A_Gupta wrote:https://www.livescience.com/61039-ancie ... ivers.html
About the dried-up Saraswati channel:
A few of these cities, including the famed sites of Harappa and Mohenjo-Daro, sit along major glacier-fed rivers. But the bulk of the Bronze Age Indus villages that have been found so far sit far from flowing water, north of the Thar Desert and between the Ganges-Yamuna and the Indus river systems. As early as the late 1800s, archaeologists and geologists noted a dry paleochannel, like an old riverbed, which ran through many of these settlements. The assumption was that the settlements first grew alongside the river, and then dried up when the river did.
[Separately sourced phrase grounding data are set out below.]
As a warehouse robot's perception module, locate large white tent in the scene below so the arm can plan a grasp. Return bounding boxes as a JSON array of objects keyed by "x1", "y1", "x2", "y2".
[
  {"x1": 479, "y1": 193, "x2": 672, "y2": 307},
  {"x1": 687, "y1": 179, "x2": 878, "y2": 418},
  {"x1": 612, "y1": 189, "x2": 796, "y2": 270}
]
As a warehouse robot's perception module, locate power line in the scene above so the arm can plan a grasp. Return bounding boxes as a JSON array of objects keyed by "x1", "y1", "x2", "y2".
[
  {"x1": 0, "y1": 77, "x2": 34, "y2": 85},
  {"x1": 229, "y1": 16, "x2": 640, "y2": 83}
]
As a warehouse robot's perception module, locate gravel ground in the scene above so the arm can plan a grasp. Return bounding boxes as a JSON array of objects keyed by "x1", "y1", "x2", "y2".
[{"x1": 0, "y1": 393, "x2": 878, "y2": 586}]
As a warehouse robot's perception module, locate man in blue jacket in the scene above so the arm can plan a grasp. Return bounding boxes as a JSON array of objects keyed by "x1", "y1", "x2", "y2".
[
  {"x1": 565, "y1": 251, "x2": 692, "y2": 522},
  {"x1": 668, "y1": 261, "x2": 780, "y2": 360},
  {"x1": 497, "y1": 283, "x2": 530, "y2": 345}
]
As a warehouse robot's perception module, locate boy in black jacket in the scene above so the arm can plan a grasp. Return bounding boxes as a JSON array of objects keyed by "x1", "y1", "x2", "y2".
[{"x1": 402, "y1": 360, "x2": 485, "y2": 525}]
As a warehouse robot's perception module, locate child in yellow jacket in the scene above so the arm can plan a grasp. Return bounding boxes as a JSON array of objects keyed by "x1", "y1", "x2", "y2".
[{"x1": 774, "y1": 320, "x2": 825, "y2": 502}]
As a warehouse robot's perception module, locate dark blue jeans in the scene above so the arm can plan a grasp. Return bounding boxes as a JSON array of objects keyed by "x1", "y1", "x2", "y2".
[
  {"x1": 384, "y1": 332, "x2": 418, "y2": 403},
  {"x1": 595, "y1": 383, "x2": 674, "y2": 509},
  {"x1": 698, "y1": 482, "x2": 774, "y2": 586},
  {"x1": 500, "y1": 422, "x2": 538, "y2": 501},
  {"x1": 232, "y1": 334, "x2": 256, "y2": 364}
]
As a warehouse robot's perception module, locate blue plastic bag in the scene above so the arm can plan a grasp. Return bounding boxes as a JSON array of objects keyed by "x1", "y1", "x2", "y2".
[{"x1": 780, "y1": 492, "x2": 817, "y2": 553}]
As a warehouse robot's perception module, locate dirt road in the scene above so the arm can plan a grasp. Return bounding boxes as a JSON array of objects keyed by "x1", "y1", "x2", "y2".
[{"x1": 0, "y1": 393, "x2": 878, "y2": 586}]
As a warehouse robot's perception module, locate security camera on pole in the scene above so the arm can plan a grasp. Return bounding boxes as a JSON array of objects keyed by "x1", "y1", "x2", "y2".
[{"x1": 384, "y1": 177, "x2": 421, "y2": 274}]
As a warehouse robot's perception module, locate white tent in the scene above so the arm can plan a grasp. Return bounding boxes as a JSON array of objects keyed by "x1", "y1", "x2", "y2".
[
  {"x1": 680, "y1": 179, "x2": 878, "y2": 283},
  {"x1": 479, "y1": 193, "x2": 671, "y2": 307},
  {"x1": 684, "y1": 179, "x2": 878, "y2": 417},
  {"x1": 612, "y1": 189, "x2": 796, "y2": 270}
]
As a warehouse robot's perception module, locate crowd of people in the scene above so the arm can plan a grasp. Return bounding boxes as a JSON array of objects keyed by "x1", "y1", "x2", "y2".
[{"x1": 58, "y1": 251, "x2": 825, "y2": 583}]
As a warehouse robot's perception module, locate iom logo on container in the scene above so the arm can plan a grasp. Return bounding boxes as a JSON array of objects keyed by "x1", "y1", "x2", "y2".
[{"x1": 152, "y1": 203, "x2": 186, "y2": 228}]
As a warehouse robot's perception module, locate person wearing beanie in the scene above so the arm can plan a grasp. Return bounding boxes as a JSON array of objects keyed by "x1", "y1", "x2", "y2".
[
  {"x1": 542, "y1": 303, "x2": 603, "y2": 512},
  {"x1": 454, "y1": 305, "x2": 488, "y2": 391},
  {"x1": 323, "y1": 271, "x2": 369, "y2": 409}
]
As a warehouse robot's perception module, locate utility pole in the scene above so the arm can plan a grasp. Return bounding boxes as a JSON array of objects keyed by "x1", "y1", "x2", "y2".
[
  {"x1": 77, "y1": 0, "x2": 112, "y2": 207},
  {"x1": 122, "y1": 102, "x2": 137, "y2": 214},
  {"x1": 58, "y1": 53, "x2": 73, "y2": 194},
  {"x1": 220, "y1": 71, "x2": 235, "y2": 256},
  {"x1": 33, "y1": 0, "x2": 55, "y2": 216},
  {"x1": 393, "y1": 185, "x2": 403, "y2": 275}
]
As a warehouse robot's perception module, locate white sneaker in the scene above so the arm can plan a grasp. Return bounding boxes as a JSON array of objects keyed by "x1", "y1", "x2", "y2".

Now, new research reveals that this old story is entirely wrong. In fact, the river that once filled the dry channel dried up more than 3,000 years before the heyday of the Indus civilization. Instead, the ancient people who populated those villages may have relied on seasonal monsoon flooding and the rich, water-trapping clays of the old river valley for a flourishing system of agriculture.
The Sutlej once ran through the old channel, washing down glacial sediments and probably bringing raging seasonal floods to the region. But the dating showed that between 15,000 and 8,000 years ago, the Sutlej changed course. No one knows why, Gupta said, but the course change left behind a low-lying river valley, rich in groundwater and likely fed by small, seasonal monsoon rivers that would inundate the valley in fertile mud. In addition to being a safer place to live than next to a raging glacial river, the valley was fertile.
I too have been doing a lot of reading up - in preparation for a paper presentation in Chennai next month. Two things. The climate was arid in the Harappan era, but there was also a very wet phase of heavy monsoons up to about the start of the Harappan era and the monsoons even after that used to fill up large lakes in Rajasthan referred to as playas. There are a lot of studies of those playas.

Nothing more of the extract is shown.